ビューティー・インサイド(2015年製作の映画)
4.5

このレビューはネタバレを含みます

キム・ウジンは、性別・年齢・人種に関係なく毎日違う容姿に変化してしまう。
だから、長く付き合う友だちなんて作れないし、恋人なんてもってのほか。だって、明日自分は男になるのか、女になるのか、それとも子どもになるのかも分からないのだから。

好きな人の姿が毎日変わるとしたら、私はその人を好きでい続けることができるのか。
観るたびに自問しているけれど、私はいつも「自信がないなぁ」と思ってしまう。

外見は印象の一つだ。会うたびに変わっていくとしたら、やはり戸惑ってしまうに違いない。

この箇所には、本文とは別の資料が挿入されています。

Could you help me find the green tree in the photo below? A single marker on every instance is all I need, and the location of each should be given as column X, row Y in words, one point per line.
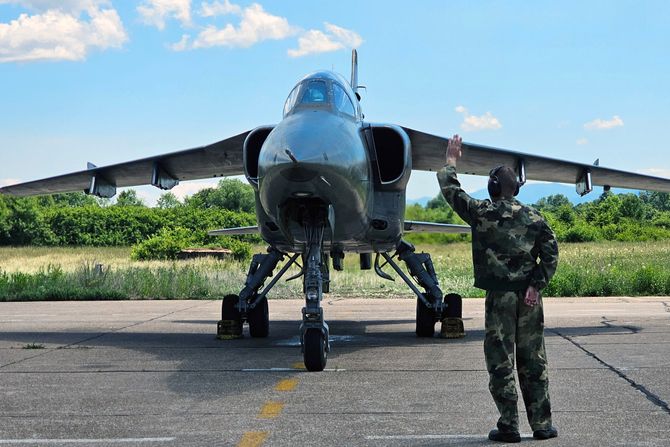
column 553, row 203
column 70, row 199
column 167, row 201
column 129, row 198
column 658, row 200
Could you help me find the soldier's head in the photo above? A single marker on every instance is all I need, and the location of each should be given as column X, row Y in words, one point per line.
column 503, row 183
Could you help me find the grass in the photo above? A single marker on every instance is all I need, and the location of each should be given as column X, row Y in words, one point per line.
column 39, row 273
column 33, row 346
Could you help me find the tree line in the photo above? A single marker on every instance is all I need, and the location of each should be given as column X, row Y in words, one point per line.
column 75, row 219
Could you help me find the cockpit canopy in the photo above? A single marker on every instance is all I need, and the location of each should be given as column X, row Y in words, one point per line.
column 323, row 90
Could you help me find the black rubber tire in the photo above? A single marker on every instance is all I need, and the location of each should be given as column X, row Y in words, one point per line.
column 229, row 309
column 454, row 303
column 315, row 355
column 259, row 320
column 425, row 320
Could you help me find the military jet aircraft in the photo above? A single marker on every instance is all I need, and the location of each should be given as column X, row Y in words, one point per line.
column 328, row 182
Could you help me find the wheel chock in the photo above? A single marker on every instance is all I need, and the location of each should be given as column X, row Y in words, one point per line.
column 228, row 329
column 452, row 327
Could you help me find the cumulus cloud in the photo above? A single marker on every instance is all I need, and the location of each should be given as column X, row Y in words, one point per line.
column 656, row 172
column 65, row 30
column 599, row 124
column 9, row 181
column 217, row 8
column 156, row 12
column 255, row 26
column 483, row 122
column 335, row 38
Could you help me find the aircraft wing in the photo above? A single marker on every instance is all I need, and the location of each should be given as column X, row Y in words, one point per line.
column 428, row 154
column 235, row 230
column 219, row 159
column 412, row 226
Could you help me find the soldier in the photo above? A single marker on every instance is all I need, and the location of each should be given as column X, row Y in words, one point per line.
column 515, row 254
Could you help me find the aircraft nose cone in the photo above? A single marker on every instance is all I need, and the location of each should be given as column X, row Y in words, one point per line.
column 297, row 173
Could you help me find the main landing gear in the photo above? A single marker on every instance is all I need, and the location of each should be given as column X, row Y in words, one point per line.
column 431, row 306
column 251, row 305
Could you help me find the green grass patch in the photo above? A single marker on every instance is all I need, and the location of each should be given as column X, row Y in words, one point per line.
column 585, row 269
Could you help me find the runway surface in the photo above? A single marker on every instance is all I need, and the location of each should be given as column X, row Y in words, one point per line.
column 152, row 373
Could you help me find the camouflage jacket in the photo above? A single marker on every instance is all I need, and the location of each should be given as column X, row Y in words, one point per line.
column 512, row 245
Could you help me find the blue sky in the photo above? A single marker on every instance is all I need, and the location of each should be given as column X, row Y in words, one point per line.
column 111, row 81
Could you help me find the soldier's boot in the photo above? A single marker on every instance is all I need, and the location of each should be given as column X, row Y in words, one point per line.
column 452, row 321
column 546, row 433
column 229, row 329
column 504, row 436
column 452, row 327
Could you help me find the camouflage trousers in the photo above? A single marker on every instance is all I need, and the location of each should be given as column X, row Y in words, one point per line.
column 510, row 322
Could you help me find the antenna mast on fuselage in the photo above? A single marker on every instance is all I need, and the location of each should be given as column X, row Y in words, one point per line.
column 354, row 70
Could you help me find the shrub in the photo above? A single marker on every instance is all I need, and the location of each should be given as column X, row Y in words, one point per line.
column 164, row 245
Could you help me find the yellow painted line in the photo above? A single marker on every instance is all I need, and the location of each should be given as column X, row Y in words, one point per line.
column 286, row 385
column 271, row 410
column 253, row 439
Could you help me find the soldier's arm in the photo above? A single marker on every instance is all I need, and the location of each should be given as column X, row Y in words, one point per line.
column 548, row 254
column 464, row 205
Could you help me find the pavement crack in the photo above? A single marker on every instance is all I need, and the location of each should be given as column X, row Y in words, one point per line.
column 49, row 351
column 608, row 323
column 653, row 398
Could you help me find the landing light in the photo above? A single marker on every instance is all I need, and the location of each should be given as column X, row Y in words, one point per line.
column 302, row 194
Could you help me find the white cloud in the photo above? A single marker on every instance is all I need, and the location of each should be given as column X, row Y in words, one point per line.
column 599, row 124
column 156, row 12
column 61, row 32
column 9, row 181
column 656, row 172
column 182, row 44
column 483, row 122
column 218, row 8
column 256, row 25
column 315, row 41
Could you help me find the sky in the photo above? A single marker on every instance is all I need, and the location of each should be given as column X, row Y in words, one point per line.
column 107, row 81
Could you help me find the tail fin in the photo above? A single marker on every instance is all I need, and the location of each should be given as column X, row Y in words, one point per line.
column 354, row 69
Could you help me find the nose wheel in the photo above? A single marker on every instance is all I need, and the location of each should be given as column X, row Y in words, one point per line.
column 315, row 352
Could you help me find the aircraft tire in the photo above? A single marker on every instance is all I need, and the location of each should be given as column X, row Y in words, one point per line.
column 315, row 355
column 229, row 310
column 259, row 320
column 425, row 320
column 454, row 304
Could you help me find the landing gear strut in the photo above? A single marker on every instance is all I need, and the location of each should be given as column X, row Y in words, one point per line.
column 430, row 306
column 251, row 305
column 314, row 330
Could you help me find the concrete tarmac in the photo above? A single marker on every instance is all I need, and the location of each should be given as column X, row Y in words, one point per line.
column 152, row 373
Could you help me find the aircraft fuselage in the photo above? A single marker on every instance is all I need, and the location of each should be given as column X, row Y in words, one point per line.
column 319, row 159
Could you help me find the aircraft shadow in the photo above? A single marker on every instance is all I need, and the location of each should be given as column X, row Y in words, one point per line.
column 196, row 360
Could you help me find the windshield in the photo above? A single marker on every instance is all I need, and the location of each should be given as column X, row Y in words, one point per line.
column 315, row 92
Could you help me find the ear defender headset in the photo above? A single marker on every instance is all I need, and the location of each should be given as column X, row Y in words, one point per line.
column 495, row 188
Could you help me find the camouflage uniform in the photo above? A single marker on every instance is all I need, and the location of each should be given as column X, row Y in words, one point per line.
column 508, row 238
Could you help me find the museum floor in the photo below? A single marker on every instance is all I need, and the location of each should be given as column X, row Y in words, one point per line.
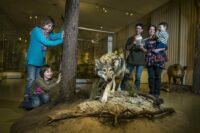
column 185, row 120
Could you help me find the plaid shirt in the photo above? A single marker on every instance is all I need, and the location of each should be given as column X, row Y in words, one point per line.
column 162, row 37
column 152, row 58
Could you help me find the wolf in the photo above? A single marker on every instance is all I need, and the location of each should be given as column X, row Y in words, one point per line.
column 108, row 67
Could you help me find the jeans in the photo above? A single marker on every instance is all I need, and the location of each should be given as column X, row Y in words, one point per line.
column 137, row 75
column 154, row 79
column 35, row 100
column 32, row 74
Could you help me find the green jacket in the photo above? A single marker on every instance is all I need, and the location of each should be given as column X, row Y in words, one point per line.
column 136, row 55
column 45, row 85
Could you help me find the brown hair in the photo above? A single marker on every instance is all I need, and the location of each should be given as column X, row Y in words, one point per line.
column 139, row 24
column 154, row 37
column 164, row 24
column 47, row 20
column 43, row 69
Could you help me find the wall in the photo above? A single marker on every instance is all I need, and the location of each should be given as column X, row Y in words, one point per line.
column 12, row 57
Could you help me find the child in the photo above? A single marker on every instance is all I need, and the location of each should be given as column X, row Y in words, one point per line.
column 162, row 39
column 41, row 87
column 40, row 38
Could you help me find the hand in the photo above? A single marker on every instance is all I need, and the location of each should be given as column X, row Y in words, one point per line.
column 129, row 46
column 156, row 50
column 63, row 34
column 59, row 78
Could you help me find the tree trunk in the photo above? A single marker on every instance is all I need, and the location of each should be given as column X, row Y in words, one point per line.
column 196, row 73
column 69, row 59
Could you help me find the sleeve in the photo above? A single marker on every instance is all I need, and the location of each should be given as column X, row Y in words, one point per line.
column 55, row 36
column 42, row 39
column 44, row 86
column 128, row 43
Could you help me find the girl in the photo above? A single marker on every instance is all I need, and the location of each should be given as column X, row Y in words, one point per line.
column 41, row 88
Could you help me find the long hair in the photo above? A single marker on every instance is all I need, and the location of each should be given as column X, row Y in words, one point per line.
column 154, row 37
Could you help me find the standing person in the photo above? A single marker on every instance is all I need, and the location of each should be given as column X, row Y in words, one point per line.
column 40, row 38
column 154, row 67
column 136, row 57
column 41, row 87
column 162, row 39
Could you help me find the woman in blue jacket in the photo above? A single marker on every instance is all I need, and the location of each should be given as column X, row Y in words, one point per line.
column 40, row 38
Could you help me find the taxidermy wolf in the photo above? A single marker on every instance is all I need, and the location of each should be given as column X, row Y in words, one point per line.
column 108, row 67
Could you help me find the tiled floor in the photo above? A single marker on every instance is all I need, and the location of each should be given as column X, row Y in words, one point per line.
column 186, row 104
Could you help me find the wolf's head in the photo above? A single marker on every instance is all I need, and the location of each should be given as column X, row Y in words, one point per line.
column 104, row 70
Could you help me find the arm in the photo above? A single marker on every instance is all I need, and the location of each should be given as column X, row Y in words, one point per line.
column 55, row 36
column 42, row 39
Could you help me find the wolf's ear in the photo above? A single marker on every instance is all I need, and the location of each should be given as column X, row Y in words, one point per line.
column 97, row 63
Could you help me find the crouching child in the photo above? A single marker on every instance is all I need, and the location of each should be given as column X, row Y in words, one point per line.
column 41, row 88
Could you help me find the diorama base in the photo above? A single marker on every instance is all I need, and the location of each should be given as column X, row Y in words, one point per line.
column 119, row 109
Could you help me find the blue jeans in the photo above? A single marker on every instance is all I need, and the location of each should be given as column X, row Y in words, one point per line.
column 138, row 74
column 32, row 74
column 154, row 74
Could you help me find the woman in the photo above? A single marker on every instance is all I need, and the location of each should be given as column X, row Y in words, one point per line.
column 40, row 38
column 155, row 62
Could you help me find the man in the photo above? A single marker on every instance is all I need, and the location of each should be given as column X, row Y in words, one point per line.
column 136, row 57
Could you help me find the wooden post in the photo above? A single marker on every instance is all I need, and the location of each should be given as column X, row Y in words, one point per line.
column 69, row 59
column 196, row 72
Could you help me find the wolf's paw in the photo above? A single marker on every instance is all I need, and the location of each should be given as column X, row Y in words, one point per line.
column 104, row 99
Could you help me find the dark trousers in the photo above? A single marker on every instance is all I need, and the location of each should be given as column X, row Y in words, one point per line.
column 154, row 80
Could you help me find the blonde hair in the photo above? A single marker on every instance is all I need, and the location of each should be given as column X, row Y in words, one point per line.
column 47, row 20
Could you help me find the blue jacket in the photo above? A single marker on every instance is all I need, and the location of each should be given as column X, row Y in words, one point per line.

ハン・ヒョジュ演じるイスが、徐々に疲弊していく理由がわかる。音楽の趣味もあって、自分のことを好きでいてくれて、性格も大好き。
こんなに彼は愛してくれているのに、顔を合わせるたびに戸惑ってしまう自分がいてきっと申し訳ない気持ちになるのだろう。

それに、ありもしない噂だってたてられる。

「イスはいつも違う男と歩いている。誰が本命の彼氏なの? 」

放っておけばいいし、気にしなければいい。そんなことは分かっているけれど、誰かとのつながりを断つことができない世界で、“気にしないこと”がどれほど難しいか。
ごまかすように笑って、その場から立ち去ろうとするイスの姿が切ない。

「好きなのに」と「好きだから」が積み重なると、こんなにも身の置き場がなくなってしまう。

誰かを好きになるって、どういうこと?
外見だけが大事なの?

日々、姿を変えていくウジンと、彼の恋人イスを通して、私たちは問いかけられる。
結局何も答えられることなんてなくて、ささやかだけど大きな決断をした2人に泣いてしまうのだ。

いつか答えが見つかるときまで、何度も2人に会いに行こうと思う。